Wednesday, February 13, 2008

Studies tie brain aging to lead exposure

Long-ago exposure may make brain work as if it's older

NEW YORK – Could it be that the "natural" mental decline that afflicts many older people is related to how much lead they absorbed decades before?

That's the provocative idea emerging from some recent studies, part of a broader area of research that suggests some pollutants cause harm that shows up only years after exposure.

The new work suggests long-ago lead exposure can make an aging person's brain work as if it's five years older than it really is. If that's verified by more research, it means that sharp cuts in environmental lead levels more than 20 years ago didn't stop its widespread effects.

"We're trying to offer a caution that a portion of what has been called normal aging might in fact be due to ubiquitous environmental exposures like lead," said Dr. Brian Schwartz of Johns Hopkins University.

"The fact that it's happening with lead is the first proof of principle that it's possible," said Dr. Schwartz, a leader in the study of lead's delayed effects. Other pollutants like mercury and pesticides may do the same thing, he said.

The notion of long-delayed effects is familiar – tobacco and asbestos, for example, can lead to cancer. But in recent years, scientists are coming to appreciate that exposure to other pollutants in early life also may promote disease much later on.

Hard to study

Studying delayed effects in people is difficult, because they generally must be followed for a long time. Research with lead is easier, because scientists can measure the amount that has accumulated in the shinbone over decades and get a read on how much lead a person has been exposed to.

Lead in the blood, by contrast, reflects recent exposure. Virtually all Americans have lead in their blood, but the amounts are far lower today than in the past.

The big reason for the drop: the phasing out of lead in gasoline from 1976 to 1991. Because of that and accompanying measures, the average lead level in the blood of American adults fell 30 percent by 1980 and about 80 percent by 1990.

That's a major success story for environmentalists. But work by Dr. Schwartz and Dr. Howard Hu of the University of Michigan suggests that the long-term effects of the high-lead era are still being felt.

In 2006, Dr. Schwartz and his colleagues published a study of about 1,000 Baltimore residents. They were ages 50 to 70, old enough to have absorbed plenty of lead before it disappeared from gasoline. They probably got their peak doses in the 1960s and 1970s, Dr. Schwartz said, mostly by inhaling air pollution from vehicle exhaust and from other environmental sources.

The researchers estimated each person's lifetime dose by scanning their shinbones for lead. Then they gave each one a battery of mental ability tests.

In brief, the scientists found that the higher the lifetime lead dose, the poorer the performance across a wide variety of mental functions, like verbal and visual memory and language ability. From low to high dose, the difference in mental functioning was about the equivalent of aging by two to six years.

Dr. Hu and his colleagues took a slightly different approach in a 2004 study of 466 men with an average age of 67. Those men took a mental-ability test twice, about four years apart on average. Those with the highest bone lead levels showed more decline between exams than those with smaller levels, with the effect of the lead equal to about five years of aging.

Other influences

Nobody is claiming that lead is the sole cause of age-related mental decline, but it appears to be one of several factors involved, Dr. Hu stressed.

If so, it would join such possible influences as high blood pressure, diabetes, stroke, emotional stress and maybe education level, said Bradley Wise of the National Institute on Aging. Nobody knows exactly what causes mental decline with age, he said.

Although the studies by Dr. Hu and Dr. Schwartz suggest lead is involved, Dr. Wise and others say they don't prove the link.

"I think many things impact how we age, but I think right now it's maybe premature to be giving lead a huge role in our age-related cognitive decline," said Dr. Margit L. Bleecker, director of the Center for Occupational and Environmental Neurology in Baltimore.
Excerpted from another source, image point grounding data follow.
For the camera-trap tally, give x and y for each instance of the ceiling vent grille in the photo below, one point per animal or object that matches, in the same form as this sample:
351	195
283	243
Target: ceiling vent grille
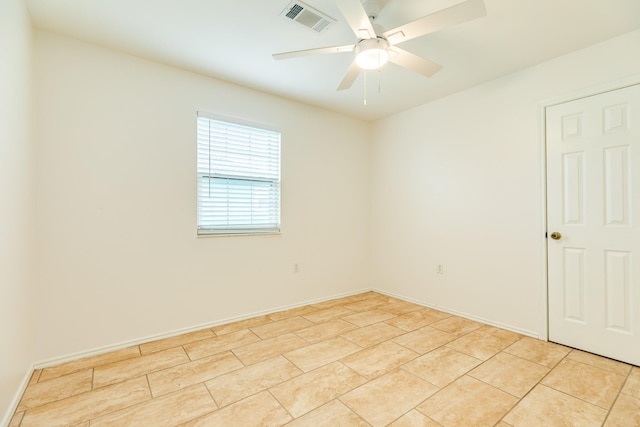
305	15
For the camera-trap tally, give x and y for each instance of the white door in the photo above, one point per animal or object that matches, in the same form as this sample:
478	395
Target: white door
593	204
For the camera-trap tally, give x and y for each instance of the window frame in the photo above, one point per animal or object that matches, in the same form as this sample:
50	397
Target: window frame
238	178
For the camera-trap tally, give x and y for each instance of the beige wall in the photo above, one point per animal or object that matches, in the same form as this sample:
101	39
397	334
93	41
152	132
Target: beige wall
16	213
116	188
459	182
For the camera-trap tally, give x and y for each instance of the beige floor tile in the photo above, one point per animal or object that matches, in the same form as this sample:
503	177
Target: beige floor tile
632	386
89	362
510	373
237	385
413	320
298	311
483	343
437	313
332	303
259	410
586	382
379	359
187	374
364	305
313	389
328	314
332	414
600	362
625	412
468	402
456	325
388	397
176	341
414	418
240	325
263	350
319	354
16	419
442	366
365	295
544	353
325	330
392	360
401	307
281	327
86	406
369	317
56	389
169	410
209	347
373	334
425	339
544	406
125	369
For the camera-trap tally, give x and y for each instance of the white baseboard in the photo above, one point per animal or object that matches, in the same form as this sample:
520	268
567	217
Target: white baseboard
119	346
16	398
461	314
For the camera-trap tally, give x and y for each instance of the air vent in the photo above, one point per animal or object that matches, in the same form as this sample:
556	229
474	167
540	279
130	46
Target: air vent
305	15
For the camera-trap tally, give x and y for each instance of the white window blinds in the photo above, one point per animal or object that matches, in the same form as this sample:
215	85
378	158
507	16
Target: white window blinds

Still, she called the lead hypothesis "a very interesting idea" deserving more study.

Others were more impressed.

"The new evidence from these studies should concern people," said epidemiologist Andrew Rowland of the University of New Mexico. "These two research groups are finding adverse effects on the aging brain at low levels of lead exposure. More work needs to be done, but these studies are raising important questions."
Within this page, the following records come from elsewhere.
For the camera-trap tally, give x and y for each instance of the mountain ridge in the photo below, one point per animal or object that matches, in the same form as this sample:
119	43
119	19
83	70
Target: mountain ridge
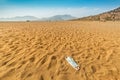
112	15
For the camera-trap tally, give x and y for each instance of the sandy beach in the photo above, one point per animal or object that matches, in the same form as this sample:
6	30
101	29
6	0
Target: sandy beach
37	50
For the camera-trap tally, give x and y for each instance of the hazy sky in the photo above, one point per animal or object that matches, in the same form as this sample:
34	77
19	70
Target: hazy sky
47	8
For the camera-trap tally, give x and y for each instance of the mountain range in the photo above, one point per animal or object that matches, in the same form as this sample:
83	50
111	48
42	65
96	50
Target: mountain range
32	18
113	15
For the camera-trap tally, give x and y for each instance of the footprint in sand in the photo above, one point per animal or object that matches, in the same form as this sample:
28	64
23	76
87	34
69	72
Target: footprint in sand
53	62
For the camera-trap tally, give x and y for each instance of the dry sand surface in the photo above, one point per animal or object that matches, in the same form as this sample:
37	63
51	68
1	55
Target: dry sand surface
37	50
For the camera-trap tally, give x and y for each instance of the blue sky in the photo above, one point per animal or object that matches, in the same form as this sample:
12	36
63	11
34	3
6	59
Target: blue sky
46	8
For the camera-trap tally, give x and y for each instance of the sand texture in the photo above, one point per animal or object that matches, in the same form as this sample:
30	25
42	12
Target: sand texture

GASOLINE ISN'T ONLY DANGER

NEW YORK – Researchers are finding that lead absorbed early in life may affect brain function in old age. While some sources of lead, such as leaded gasoline have dropped, there are others. For example:

  • Deteriorating lead paint can produce lead dust and chips that children swallow. The federal government banned lead paint from housing in 1978, but older homes may have it.
  • Soil can become contaminated and be carried indoors.
  • Drinking water can pick up lead from pipes or solder in older homes.
  • Traces of lead can be brought home on hands or clothes from jobs that involve working with the metal.
  • Food and liquids stored in lead crystal or lead-glazed containers may pick up the metal.
  • Some folk remedies contain lead.
  • Lead is used in some hobbies, such as making pottery or stained glass, or refinishing furniture.